Has South Africa's 'racist university' truly changed?
- Published
Two years after a video which shocked the world and exposed racial divisions at South Africa's Free State University, the institution is trying to re-invent itself.
One of the most obvious changes is the integration of black and white students into the same residences - a move which was met with great resistance at first.
Junior Mqingwana and Willem Libenberg are room-mates at one of the most conservative universities in South Africa.
Until two years ago, Armentum male hostel was white.
But now students seem to have bought into the idea of racial integration.
"The rugby posters on the wall are mine, not his," smiles Mr Mqingwana, pointing to his white room-mate.
It is a casual comment that would ordinarily be insignificant were it not for the fact that South Africa is still struggling under the burden of racial stereotypes.

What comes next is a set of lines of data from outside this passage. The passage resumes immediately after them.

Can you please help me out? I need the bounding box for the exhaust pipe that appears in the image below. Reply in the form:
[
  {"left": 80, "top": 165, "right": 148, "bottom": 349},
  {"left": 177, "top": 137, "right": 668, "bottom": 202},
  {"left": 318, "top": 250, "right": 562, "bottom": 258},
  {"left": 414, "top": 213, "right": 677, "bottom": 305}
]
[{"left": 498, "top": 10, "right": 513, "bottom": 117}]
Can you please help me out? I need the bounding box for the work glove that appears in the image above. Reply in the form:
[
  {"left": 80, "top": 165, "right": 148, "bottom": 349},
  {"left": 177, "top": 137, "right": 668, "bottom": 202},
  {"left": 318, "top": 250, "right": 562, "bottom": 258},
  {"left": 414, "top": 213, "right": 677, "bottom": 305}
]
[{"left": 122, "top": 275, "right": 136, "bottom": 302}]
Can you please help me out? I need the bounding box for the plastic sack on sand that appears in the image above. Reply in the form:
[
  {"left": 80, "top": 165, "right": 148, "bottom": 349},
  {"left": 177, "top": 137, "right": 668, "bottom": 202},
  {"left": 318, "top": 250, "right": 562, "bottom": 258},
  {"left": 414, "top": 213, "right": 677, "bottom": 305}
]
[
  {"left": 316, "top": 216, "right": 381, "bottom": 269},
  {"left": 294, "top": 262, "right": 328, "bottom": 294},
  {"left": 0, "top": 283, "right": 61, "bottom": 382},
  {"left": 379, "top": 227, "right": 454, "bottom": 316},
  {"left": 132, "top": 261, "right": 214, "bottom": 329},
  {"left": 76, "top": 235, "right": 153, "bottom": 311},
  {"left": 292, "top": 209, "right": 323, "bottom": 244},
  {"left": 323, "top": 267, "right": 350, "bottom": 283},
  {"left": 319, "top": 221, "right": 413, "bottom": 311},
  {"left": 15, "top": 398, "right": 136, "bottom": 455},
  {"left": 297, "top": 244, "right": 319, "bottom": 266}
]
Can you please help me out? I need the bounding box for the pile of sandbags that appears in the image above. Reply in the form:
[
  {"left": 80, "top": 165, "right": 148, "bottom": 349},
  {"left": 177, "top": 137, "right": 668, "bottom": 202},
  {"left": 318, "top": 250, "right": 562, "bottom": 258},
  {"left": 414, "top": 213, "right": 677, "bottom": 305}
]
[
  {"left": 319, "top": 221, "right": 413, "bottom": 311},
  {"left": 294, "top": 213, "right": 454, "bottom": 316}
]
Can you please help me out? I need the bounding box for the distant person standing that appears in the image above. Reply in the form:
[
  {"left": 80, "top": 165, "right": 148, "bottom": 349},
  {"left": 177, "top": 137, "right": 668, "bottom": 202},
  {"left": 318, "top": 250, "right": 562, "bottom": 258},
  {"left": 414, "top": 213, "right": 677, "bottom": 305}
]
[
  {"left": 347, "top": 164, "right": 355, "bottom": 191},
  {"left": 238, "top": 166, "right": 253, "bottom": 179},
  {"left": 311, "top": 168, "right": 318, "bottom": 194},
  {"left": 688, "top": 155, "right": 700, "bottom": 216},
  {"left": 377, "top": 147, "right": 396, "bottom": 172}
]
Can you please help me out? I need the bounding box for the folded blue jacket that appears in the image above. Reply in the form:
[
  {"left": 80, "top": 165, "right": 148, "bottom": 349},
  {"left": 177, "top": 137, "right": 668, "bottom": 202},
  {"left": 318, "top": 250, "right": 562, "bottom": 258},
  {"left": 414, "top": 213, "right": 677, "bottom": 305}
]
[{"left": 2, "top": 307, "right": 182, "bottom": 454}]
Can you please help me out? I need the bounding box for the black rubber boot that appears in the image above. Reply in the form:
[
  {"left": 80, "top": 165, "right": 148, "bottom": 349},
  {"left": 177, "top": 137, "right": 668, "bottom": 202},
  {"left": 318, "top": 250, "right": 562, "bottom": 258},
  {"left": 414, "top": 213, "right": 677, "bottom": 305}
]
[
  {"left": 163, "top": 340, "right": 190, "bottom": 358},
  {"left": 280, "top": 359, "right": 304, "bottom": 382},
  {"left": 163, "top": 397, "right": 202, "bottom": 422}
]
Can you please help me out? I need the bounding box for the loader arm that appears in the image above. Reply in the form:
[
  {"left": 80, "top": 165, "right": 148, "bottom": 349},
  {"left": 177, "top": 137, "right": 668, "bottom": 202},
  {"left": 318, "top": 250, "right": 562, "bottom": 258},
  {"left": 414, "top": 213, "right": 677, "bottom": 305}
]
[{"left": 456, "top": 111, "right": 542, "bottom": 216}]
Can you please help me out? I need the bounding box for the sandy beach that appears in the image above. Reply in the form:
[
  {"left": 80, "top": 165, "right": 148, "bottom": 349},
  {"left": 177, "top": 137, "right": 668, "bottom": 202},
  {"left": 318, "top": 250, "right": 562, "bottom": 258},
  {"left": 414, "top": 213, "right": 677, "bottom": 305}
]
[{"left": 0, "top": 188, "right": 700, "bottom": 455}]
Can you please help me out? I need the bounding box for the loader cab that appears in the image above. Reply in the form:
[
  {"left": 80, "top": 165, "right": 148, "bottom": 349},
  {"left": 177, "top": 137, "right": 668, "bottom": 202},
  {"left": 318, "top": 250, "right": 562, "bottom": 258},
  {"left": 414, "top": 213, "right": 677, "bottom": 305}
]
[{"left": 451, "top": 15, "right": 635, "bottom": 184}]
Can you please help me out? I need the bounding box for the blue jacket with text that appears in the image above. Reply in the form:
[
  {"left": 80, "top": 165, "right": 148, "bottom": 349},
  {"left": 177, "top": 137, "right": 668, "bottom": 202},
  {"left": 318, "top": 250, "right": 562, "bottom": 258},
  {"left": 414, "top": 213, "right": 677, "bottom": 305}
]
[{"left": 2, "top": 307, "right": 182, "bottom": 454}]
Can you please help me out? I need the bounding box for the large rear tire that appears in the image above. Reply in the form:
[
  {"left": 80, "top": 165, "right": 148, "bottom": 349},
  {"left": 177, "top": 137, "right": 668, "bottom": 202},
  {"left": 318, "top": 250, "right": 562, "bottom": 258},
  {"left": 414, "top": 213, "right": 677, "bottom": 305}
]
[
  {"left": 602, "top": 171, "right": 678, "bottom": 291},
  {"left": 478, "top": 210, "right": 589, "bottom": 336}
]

Rugby is still largely the preserve of the white population here.
But this pair of law students are a curiosity beyond their sporting preferences.
'White space'
The institution is situated in Bloemfontein - the birthplace of the National Party, which in 1948 became the architect of apartheid.
The city is also where the African National Congress (ANC) was born - the liberation movement that challenged white-minority rule and continues to govern today.
It is therefore not surprising that traditions run deep in this part of the world and the racial harmony that anti-apartheid campaigner and former President Nelson Mandela dreamed of is still an aspiration rather than a daily reality in parts of the Free State.
In 2008, four white students posted a racist video showing a mock initiation ceremony on the internet.
In it five black university workers were made to kneel and forced to eat food which had apparently been urinated on by one of the students
Though it shocked many around the world, many in South Africa were not surprised.
I talked to one student at the time, when halls of residence were segregated along racial lines, who said she had been reprimanded for parking her car in a "white space" while visiting a friend.
To outsiders this might seem bizarre. She was not surprised.
More than a decade after the end of white minority rule, apartheid felt alive and well on campus.
Window dressing?
Now with a court case behind it and the hostel where the guilty students lived closed down, the university's first black Vice Chancellor Professor Jonathan Jansen has made it his mission to smash the racial shackles that tainted the university's reputation.
About 65% of the 30,000 students here are black and most of the 23 halls of residence house students of all races.
It is part of a quota system which has earned Mr Jansen some criticism in the past 18 months.
He has also courted controversy with tough new rules banning mainstream political parties and the consumption of alcohol on campus.
But he defends his hard line approach.
"This initiation culture is very strong at this university. We said: 'You won't take your studies seriously if you turn the university into a pub,' and though it is not the kind of language I like to use, we needed to act firmly in the beginning - otherwise we wouldn't have got the kind of leadership and change that we see today," he says.
"Now we can hand it over to student leaders and let them run the place."
His top-down approach alarmed a minority of students.
Tammy Breedt, a student leader from Freedom Front Plus, the party that serves to protect Afrikaner interests which had much influence in student politics until the ban on political parties, says some students moved off campus in protest against the new rules.
"They felt it was window-dressing. You can change the university but you have got to carry the students with it," she says.
Some students, she admits, have not changed their views, perpetuating the prejudices of their parents' generations.
"There's a lot of stereotyping - a lot of baggage we have got to deal with on all sides."
The university made the student leaders responsible for some of the changes, but there are vast cultural differences that need to be overcome and understood.
Locating a new institute for the study of racial reconciliation on site is a small step towards trying to achieve this.
"The difficulty with change is how to give a sense of continuity, especially for the students whose parents studied here," explains Mr Jansen.
Racist jibe
Despite the impressive progress, it will take years to turn this university around - small cultural norms can seem exclusive for some communities and language is still a big cultural barrier.
Lectures are delivered in both English and Afrikaans.
We found students preparing floats for the traditional rag week parade, when brightly decorated vehicles traverse the town raising money for charity.
Most of the students doing the decorating were white.
"Why don't our black students join in?" hisses one woman, who then went on to make a racist jibe that I refuse to repeat.
Next to us a black student was watching the activity from the sidelines.
I asked her whether she enjoys the loud Afrikaans music that blares from the speakers outside. She just smiled.
The university is undergoing an "extreme make-over" and there is clearly much more work to be done.
But the vast majority of students at Kovsies, as the university is affectionately known, are determined the reforms are real not simply cosmetic.